In six test runs, Mythos achieved domain dominance in five cases, escalating from external reconnaissance to full administrative control. A typical attack sequence unfolded as follows:
- Reconnaissance: Mythos initiated with Nmap scans to map the network, identifying live hosts, open ports (e.g., 445 for SMB, 3389 for RDP), and service versions.
- Vulnerability Assessment: Using Nuclei templates, it pinpointed exploitable flaws, such as CVE-2020-1472 (Zerologon) on the domain controller.
- Initial Exploitation: Metasploit modules were deployed to gain a foothold, often via Zerologon for DCSync rights or unpatched EternalBlue variants.
- Lateral Movement: With initial access, Mythos enumerated users via BloodHound, cracked hashes with Hashcat, and pivoted using tools like CrackMapExec.
- Privilege Escalation and Persistence: It achieved domain admin privileges, deployed backdoors, and exfiltrated credentials, simulating data theft.
One failure occurred due to a simulated IDS alert triggering a network segment isolation, which Mythos could not bypass. However, in successful runs, the entire process took under two hours, showcasing remarkable autonomy.
Performance Metrics and Observations
Quantitative results were impressive: 83 percent success rate across diverse starting conditions. Claude’s verbose logging revealed sophisticated reasoning, such as prioritizing low-noise exploits and chaining tools creatively. For instance, when direct Zerologon failed, Mythos pivoted to PrinterNightmare (CVE-2021-34527) for escalation.

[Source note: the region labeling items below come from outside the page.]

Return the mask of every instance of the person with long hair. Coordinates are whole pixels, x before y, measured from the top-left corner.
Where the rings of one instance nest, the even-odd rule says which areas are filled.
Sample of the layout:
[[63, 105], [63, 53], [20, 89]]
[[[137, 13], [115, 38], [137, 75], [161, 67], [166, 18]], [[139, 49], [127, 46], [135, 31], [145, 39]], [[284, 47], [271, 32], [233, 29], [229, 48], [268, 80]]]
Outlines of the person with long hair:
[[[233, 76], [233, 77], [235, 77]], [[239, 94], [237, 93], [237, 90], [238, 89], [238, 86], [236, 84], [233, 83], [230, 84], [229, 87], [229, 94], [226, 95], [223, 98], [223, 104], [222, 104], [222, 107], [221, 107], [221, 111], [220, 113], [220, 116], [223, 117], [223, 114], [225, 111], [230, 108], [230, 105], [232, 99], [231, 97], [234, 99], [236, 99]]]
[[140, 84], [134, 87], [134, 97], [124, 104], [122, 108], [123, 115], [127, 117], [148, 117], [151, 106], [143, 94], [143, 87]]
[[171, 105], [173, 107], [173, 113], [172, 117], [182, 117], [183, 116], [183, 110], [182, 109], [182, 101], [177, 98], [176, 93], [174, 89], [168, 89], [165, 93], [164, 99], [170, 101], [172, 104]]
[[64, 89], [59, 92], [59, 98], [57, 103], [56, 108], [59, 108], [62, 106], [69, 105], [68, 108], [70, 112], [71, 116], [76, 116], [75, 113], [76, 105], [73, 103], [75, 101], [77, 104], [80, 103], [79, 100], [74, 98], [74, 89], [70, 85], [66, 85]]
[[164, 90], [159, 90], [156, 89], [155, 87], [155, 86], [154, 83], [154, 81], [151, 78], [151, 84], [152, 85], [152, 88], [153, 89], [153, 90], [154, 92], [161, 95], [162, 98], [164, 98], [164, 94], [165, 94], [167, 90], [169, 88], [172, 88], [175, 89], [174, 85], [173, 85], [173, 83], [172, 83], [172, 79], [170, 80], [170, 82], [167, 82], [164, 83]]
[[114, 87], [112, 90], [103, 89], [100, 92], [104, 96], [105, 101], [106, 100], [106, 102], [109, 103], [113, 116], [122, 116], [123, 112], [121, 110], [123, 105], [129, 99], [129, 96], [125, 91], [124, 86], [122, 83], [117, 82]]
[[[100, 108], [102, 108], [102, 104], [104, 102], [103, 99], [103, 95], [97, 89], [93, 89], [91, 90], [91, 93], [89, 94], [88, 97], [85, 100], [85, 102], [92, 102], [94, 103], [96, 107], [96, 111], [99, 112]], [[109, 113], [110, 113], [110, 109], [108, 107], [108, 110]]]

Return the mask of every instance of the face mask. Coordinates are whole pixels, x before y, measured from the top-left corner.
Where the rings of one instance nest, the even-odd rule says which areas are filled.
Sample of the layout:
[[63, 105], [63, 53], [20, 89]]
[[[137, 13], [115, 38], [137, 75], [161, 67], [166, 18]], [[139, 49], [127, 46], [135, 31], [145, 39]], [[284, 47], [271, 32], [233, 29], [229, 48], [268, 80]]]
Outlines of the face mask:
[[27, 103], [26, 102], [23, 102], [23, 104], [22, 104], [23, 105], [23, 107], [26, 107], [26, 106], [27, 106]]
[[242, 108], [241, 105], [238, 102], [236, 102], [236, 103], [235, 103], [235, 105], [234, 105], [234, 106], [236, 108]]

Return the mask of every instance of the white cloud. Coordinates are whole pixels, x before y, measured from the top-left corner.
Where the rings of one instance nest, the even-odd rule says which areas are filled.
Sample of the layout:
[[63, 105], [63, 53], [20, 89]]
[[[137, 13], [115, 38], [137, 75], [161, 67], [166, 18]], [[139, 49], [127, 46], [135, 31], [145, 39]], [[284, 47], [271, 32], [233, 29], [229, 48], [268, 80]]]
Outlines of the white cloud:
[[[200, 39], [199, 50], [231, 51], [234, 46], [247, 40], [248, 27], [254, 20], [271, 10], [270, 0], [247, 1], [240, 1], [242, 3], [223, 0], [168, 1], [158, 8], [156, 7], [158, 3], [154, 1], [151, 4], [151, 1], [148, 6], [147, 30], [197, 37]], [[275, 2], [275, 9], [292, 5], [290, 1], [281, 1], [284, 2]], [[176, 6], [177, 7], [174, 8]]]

Qualitatively, the AI demonstrated adaptability. It handled tool failures by replanning, interpreted ambiguous scan data accurately, and maintained opsec by using proxy chains and avoiding noisy scans. HiddenLayer noted Claude’s superior performance over open-source alternatives like Auto-GPT, attributing this to its enhanced context window and reasoning depth.
Implications for Cybersecurity
This proof-of-concept underscores the dual-use nature of frontier AI models. On the offensive side, Mythos-like agents could democratize advanced persistent threats, enabling less-skilled actors to launch sophisticated attacks. Defensively, it signals the need for AI-driven detection systems that monitor anomalous tool usage and behavioral patterns.
Alex Polyakov, HiddenLayer’s CTO, emphasized: “What we’ve shown is that with the right scaffolding, top-tier LLMs can execute real, multi-stage attacks autonomously. Enterprises must now assume attackers have AI assistants.” He advocates for “AI red teaming” in security audits and hardening against AI-orchestrated campaigns.
Anthropic has acknowledged such research, stating their models include safety mitigations against misuse, though jailbreak-style prompts like Mythos can sometimes circumvent them. The company continues to refine alignment techniques.
Future Directions
HiddenLayer plans to extend testing to more robust defenses, including EDR solutions and zero-trust architectures. Open-sourcing parts of the Mythos framework could foster community-driven improvements in both attack and defense simulations.
As AI agents mature, the cybersecurity landscape shifts toward an arms race of automation. Organizations should prioritize patching critical vulnerabilities, implementing least-privilege access, and deploying AI-aware monitoring to counter these emerging threats.